Quindi Harry si tolse il vestito e con cura lo spiegò sopra l’uomo, cercando di coprirlo tutto, tranne il viso, esattamente come il signore Sevreus aveva fatto con lui. Soddisfatto Harry tornò a guardare il viso dell’uomo, certo che adesso si sarebbe svegliato…


Ma l’uomo-Sevreus non si svegliò.


Piccole, rotonde lacrime scivolarono nell’erba. Harry tese le manine, disperato e toccò il volto dell’uomo. Con le sue piccole, calde manine, che a stento coprivano metà di quelle guance ruvide, pallide.
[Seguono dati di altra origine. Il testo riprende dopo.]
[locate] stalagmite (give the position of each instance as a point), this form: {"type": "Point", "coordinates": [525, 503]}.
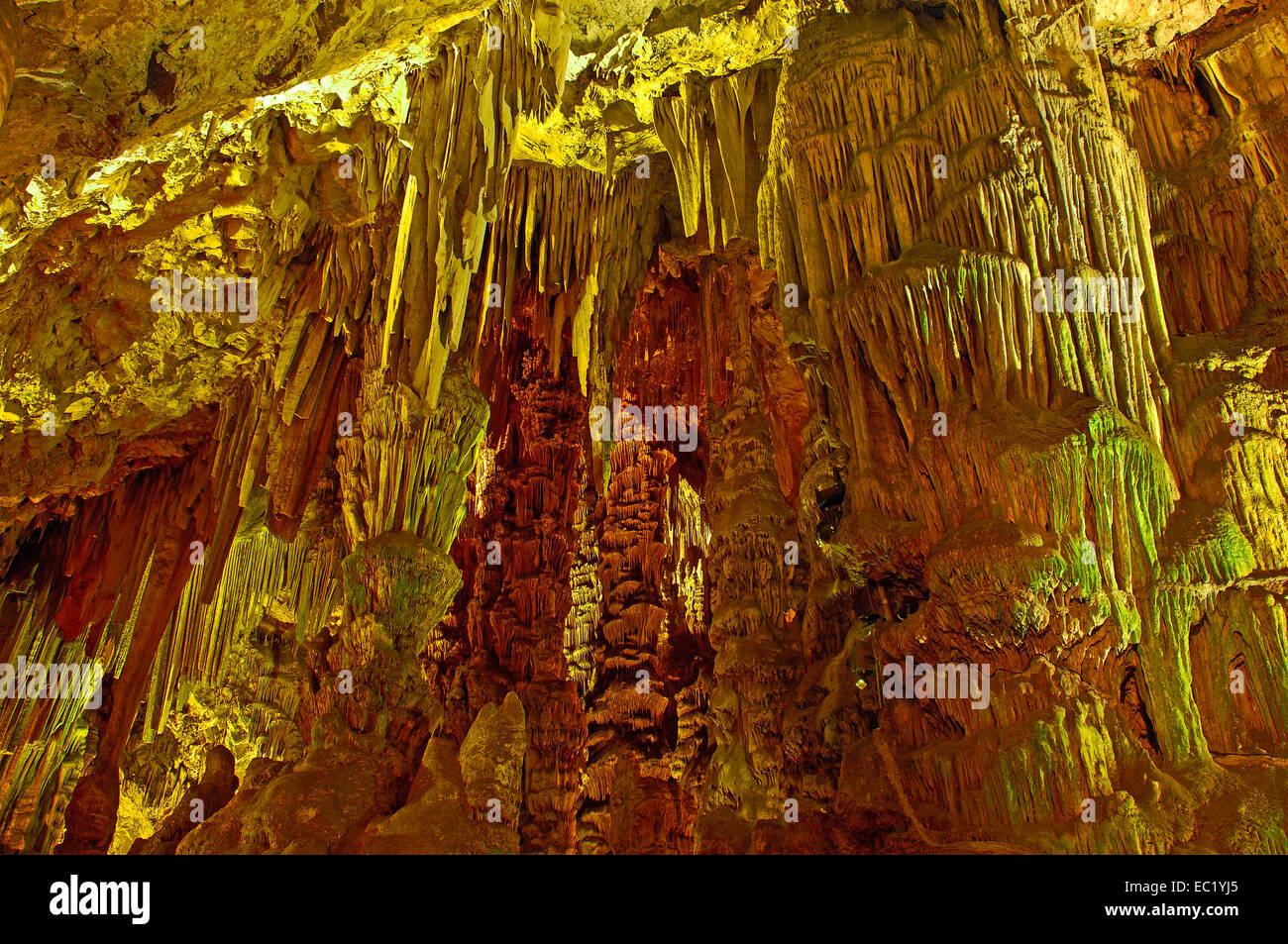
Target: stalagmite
{"type": "Point", "coordinates": [544, 426]}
“Non mi lasciare solo, signore Sevreus, non dormire, non te ne andare lontano…”

Rumori, voci, suoni.
Vicini.

Harry capì che erano gli uomini tutti coperti, quelli cattivi e che avrebbero fatto del male a lui e all’uomo-Sevreus, perché Harry non era grande abbastanza per difendere l’uomo-Sevreus, Harry non era grande abbastanza nemmeno per difendere se stesso e aveva così tanta paura che le lacrime presero a scendere come acqua, lungo le guance, giù sul collo, fino ai bordi della sua bella maglietta nuova.
Quella che l’uomo-Sevreus gli aveva regalato.

Oh, i rumori dei cattivi erano sempre più vicini, sempre più forti ed Harry sentiva le loro voci e li poteva riconoscere.
“Sono qui dietro, li posso vedere, Wilkes, presto da questa parte!”
Si sistemò velocemente accanto al viso dell’uomo e gli abbracciò la testa, anche se sapeva che non avrebbe dovuto toccarlo (nemmeno prima) voleva nasconderlo, non voleva che gli uomini cattivi lo trovassero, non voleva.
E lo strinse forte.
“Per favore, signore Sevreus, per favore, non dormire, non mi lasciare solo, non voglio, signore Sevreus, non voglio essere solo, non voglio andare via da solo, non posso da solo, non voglio…”
Un singhiozzo a metà, mentre sentiva che era tardi, che non ce l’avrebbe fatta, che tutto era perduto.
E pensava ‘Via, via, via di qua, via, via…’ come innumerevoli volte aveva pensato dai Dursley, ma adesso sapeva dove voleva andare, sapeva dove potersi sentire bene ed immaginò la stanza con il camino dell’uomo-Sevreus, le sue belle poltrone verde e argento, quelle dove si era potuto persino sedere… ‘Via, via, via…’


Ed improvvisamente, come per magia, scomparvero.
Insieme.




 


 




Continua…

 

 

 

Nota grammaticale: per mia decisione personale in questa fanfic tutti i nomi propri ed alcuni altri di vario genere sono mantenuti originali, quindi con i termini inglesi, non solo per rispetto alla signora Rowling che così li ha creati, ma anche perché non approvo la dilagante malattia del ‛traduzionismo-sempre-e-comunque’. Per correttezza nei confronti di chi è in disaccordo con me alla fine di ogni capitolo metterò i termini italiani corrispondenti. Grazie mille.

 

Whomping Willow: Platano Picchiatore;
Pureblood: Purosangue

 

Note del capitolo: Alohomora è un incanto che permette di far aprire le porte o gli oggetti chiusi. Wingardium Leviosa è un incanto che permette di far levitare le cose.